Baseball has seen its bad uniforms. Basketball has seen some bad, but not awful. Every soccer uniform is horrendous.
Hockey had its share of terrible ones. Football has not seen a whole lot, but No. 1 is from the pigskin.
If you can find worse ones that I missed, then I'd love to see those as well. I love my bad uniforms!
Someone please help me know what team wore this atrocious jersey.
It was a trend in the eighties to dress badly. It even trickled to the MLB. Atlanta wasn't the only baby blue v-necks, but it was the worst with navy blue lettering.
You can't have a WORST uniforms list without Oregon. What is Nike thinking with this stuff?
Brown and yellow. Nice colors, weirdos. Who came up with that genius idea?
Orange is not good for anyone. Especially ALL orange. Just be glad the hats were black at least.
San Diego needs some new uniform directors. Get rid of the camouflage. Please.

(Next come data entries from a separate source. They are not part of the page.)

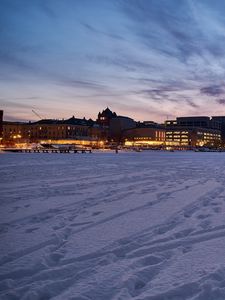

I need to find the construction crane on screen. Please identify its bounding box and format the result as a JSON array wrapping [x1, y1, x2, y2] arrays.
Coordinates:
[[32, 109, 44, 120]]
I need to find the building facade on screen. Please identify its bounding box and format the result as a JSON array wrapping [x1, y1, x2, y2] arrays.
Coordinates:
[[3, 117, 102, 145], [124, 127, 166, 148], [165, 117, 221, 148]]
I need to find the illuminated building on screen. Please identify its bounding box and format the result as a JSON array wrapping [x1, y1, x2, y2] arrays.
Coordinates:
[[0, 110, 3, 141], [109, 116, 136, 143], [96, 107, 117, 127], [124, 127, 165, 148], [3, 117, 101, 145], [212, 116, 225, 146], [165, 117, 221, 148]]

There are so many things bad about this uniform I couldn't list them all. From the cat scratch fever to the number on the shorts to the weird logo on the shorts.
Teal is not usually good, but when you mix it with Aztec orange it becomes atrocious. At least the number style is decent.

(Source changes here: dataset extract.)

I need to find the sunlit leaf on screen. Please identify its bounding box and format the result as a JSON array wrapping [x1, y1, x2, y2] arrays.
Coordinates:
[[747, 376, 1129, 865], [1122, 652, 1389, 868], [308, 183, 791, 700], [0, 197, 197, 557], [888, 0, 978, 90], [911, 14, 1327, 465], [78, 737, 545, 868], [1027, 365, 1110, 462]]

Again, you can't have a list of worst uniforms without Tampa Bay. It took them 20 years to get rid of this. Why that long?
They wanted to wait and see what it looked like on a winner. Never got there.
Vancouver, Canada. It's no wonder the Canadians pushed them off the mainland. Who would want to associate themselves with this awful uniform?
Okay—the Orlando Thunder of the WLAF is by far and away the worst sports uniform of all-time. The sunshades came out, but not because it was central Florida in the spring and summer.
It was because Kerwin Bell was as bad at quarterback as his team was at dressing.